The thought made him meek. "Well," he said, "she 's well out of it, I guess. Where 's Tim? Back at the bar? Come an' have a drink with us. Pop. It 's on me."
IV
If Fanny Menchenoff thought, then, that she had forever done with the Maloneys, it was because she did not yet understand them. Tim made the most applauded oration of the day; and afterwards, flushed with cheers and congratulations, he came on Fanny sitting alone on the beach. Their reconciliation was fairly complete in fifteen minutes. "You should n't 've said what you did," she wept, "back there on the boat."
"I would n't 've said it if I really meant it," he consoled her. "I did n't care what I said. I was mad."
"Did n't you mean it?"
"No, I did n't. An' it was n't true."
"What did you say it fer, then?"
"I don't know.… Aw, say, Fan," he pleaded, almost in tears himself at her distress, "fergit it. It was n't all my fault. I 'm all right, if you take me right. I 'm not much of a hand with a girl. I ain't like Barney."
"No. Thank the cats!" she said. "You ain't!"
But when they met Barney, he was so warm with pride in his brother's success on the platform, and so humorously meek with her, that she could not find it in her heart to give him so much as an ugly look. At the picnic "spread," to which they all sat down, he chaffed his parents, still, but with an affectionate raillery which the girl did not misunderstand. He waited on them jocularly, and made them comfortable, and smiled across the tablecloth at her with an irresistible "diviltry" that made her gay.
She even discovered that old Nick had the same family pride in the Honorable Michael's success that Barney had in Tim's, though the references to "Sheeny Mike" continued with apparent rancor.
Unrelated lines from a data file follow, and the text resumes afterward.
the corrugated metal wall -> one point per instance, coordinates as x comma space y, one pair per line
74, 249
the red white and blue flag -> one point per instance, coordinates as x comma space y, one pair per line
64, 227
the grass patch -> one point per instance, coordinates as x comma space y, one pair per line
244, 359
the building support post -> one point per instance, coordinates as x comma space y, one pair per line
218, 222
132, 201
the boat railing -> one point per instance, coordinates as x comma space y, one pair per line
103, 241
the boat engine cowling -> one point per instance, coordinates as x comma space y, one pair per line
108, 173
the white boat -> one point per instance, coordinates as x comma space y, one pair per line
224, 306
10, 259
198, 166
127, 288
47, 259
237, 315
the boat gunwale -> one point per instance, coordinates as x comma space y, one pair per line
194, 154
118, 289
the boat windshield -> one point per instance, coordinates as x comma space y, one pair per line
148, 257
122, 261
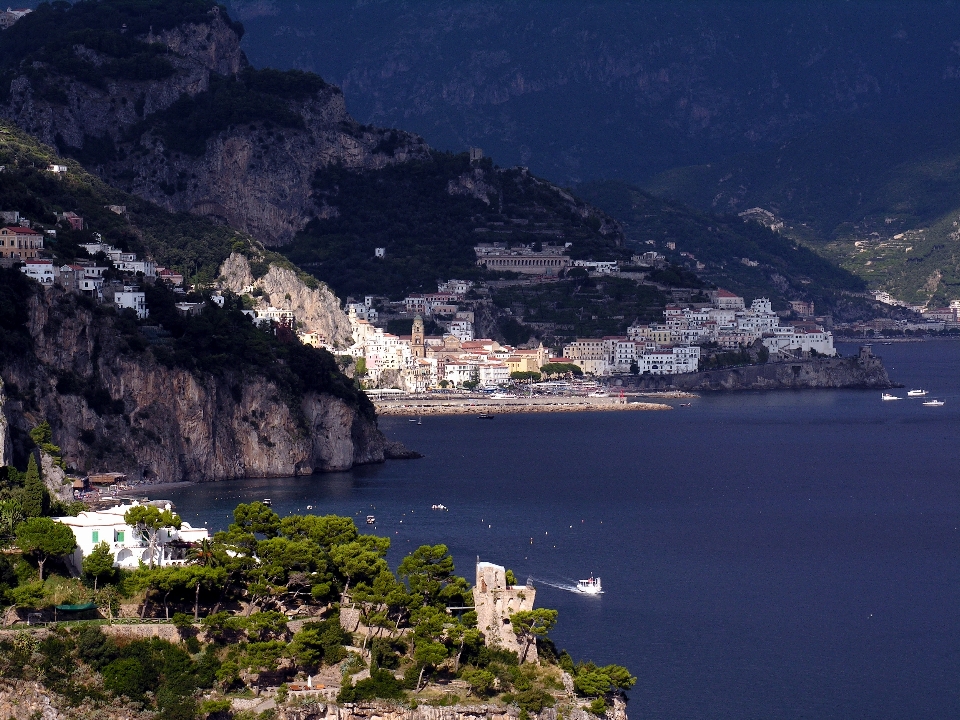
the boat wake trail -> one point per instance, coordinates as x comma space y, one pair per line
569, 585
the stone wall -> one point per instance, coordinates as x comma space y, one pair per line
168, 424
496, 602
861, 372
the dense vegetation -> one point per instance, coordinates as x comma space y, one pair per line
785, 270
231, 603
580, 307
859, 193
224, 341
44, 42
252, 96
187, 243
428, 232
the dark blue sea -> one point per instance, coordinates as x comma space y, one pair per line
764, 555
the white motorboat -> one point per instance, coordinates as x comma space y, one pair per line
590, 587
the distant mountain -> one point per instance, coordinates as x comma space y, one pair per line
880, 199
160, 101
744, 257
581, 91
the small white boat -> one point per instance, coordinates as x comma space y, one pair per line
590, 587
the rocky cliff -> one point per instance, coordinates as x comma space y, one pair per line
387, 711
317, 308
252, 174
112, 406
861, 372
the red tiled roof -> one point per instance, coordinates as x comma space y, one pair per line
21, 230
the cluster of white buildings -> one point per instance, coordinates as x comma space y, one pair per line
443, 306
129, 546
673, 346
21, 243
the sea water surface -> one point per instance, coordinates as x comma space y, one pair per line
764, 555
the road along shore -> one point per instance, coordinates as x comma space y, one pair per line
484, 406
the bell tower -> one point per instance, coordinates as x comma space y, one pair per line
417, 343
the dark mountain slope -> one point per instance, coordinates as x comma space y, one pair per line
744, 257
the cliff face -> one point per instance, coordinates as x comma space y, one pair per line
371, 710
6, 447
853, 373
23, 700
252, 175
318, 309
121, 410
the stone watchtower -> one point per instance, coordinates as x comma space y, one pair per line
496, 602
417, 343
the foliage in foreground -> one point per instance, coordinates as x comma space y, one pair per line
247, 580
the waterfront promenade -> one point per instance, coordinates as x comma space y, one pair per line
493, 406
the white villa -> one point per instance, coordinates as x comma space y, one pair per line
129, 548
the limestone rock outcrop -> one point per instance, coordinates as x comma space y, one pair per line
856, 372
112, 408
318, 309
6, 446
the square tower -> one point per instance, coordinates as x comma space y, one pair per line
496, 602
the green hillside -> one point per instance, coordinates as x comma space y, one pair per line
784, 270
192, 245
879, 199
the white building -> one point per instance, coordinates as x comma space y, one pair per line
462, 329
129, 547
40, 270
786, 339
597, 266
493, 373
132, 298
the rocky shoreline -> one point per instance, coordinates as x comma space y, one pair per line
475, 406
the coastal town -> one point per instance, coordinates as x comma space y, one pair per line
452, 357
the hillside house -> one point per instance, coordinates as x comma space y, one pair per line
20, 243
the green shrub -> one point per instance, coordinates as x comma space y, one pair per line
380, 684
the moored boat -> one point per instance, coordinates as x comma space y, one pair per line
590, 587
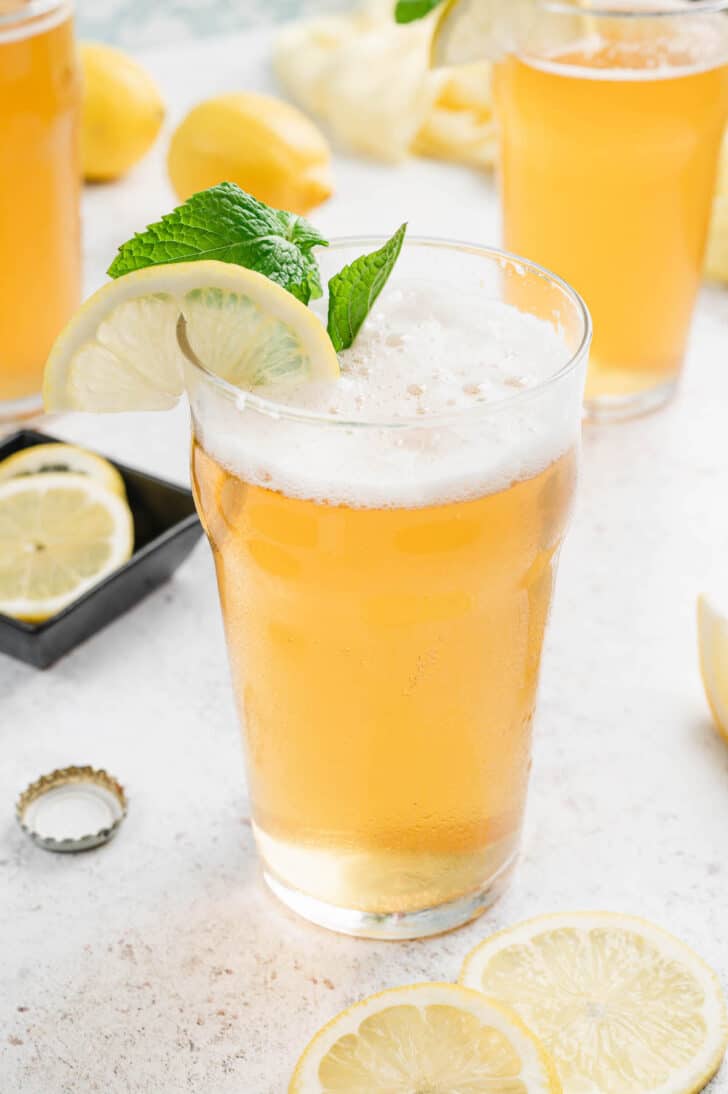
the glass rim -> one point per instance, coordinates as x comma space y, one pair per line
33, 15
662, 10
246, 399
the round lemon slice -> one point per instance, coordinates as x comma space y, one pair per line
59, 535
120, 352
620, 1004
435, 1037
52, 458
713, 642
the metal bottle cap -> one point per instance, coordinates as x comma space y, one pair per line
72, 809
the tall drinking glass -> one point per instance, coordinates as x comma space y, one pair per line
385, 580
39, 183
611, 123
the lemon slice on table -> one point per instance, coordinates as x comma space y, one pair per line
469, 31
435, 1037
119, 351
621, 1004
713, 641
59, 535
52, 458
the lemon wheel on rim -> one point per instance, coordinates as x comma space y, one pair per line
120, 352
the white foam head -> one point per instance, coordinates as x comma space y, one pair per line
446, 395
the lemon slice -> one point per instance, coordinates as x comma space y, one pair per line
435, 1037
46, 458
469, 31
59, 535
713, 641
120, 352
621, 1005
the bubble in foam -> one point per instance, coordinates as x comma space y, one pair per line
427, 355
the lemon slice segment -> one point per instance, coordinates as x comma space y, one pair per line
621, 1004
435, 1037
470, 31
52, 458
713, 641
59, 535
120, 352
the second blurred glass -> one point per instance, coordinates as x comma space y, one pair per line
39, 182
611, 124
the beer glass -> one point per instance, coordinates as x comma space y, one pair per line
611, 119
385, 584
39, 183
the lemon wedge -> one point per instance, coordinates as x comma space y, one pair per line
46, 458
435, 1037
620, 1004
120, 352
60, 533
713, 642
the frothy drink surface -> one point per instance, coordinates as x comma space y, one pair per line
426, 409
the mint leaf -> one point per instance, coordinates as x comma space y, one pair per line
353, 291
407, 11
230, 225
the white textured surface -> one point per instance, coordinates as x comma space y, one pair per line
159, 964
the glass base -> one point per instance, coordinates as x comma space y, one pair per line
605, 408
19, 409
394, 927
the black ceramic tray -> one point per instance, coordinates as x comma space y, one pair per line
165, 527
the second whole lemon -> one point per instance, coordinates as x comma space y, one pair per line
123, 112
263, 143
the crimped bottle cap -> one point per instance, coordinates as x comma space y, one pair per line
73, 809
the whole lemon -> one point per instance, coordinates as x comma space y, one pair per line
123, 112
264, 144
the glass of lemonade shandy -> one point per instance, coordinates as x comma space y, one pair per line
39, 193
385, 548
611, 121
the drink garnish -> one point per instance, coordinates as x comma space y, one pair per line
227, 224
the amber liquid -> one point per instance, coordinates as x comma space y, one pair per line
39, 183
608, 179
385, 665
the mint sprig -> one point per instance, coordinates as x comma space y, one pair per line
353, 291
230, 225
407, 11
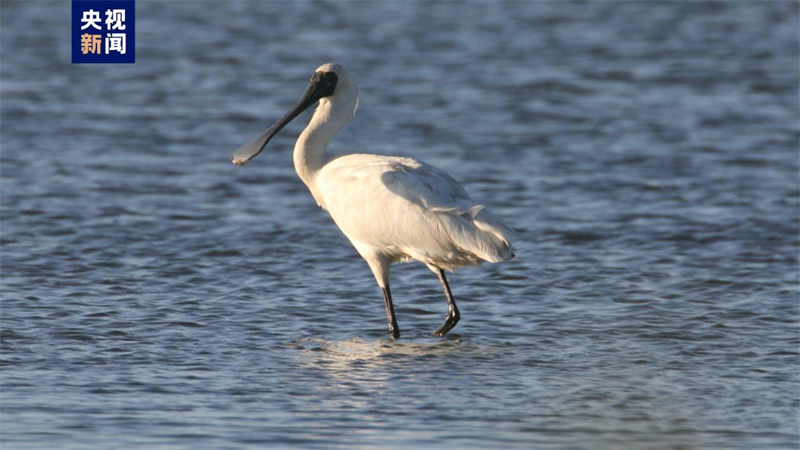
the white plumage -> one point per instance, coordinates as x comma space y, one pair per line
392, 209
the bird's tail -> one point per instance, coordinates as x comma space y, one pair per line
483, 234
490, 224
It was Tim who enlightened her on that point. It was Tim, too, who got talking of the English, later in the evening, and so far forgot his platform hatred of the oppressor that he spoke of the Irish regiments and the British empire as if the glory of the latter had been the proud work of the former.
She was puzzled.
"They 're queer some ways," she was to tell her shopmate, next day. "You 'd think they were fightin' sometimes when they ain't. I guess they bark worse 'n they bite. You 'd like Barney, Madge. He 's just your style. He 's an awful jollier—an' he teases Tim an' says things about him—but he thinks Tim 's the whole tip, just the same, when you know him. An' say! Don't Tim know how to be sweet when he wants to!" She laughed. "Never mind. I ain't goin' to tell."
If she could have told any more, it might have been to put a tongue to that racial mystery, the charm and contradiction, the appeal and the repulsion, of the kind of Irish whom she had called the "hot-air Harps." Perhaps she was wise to refrain from the attempt.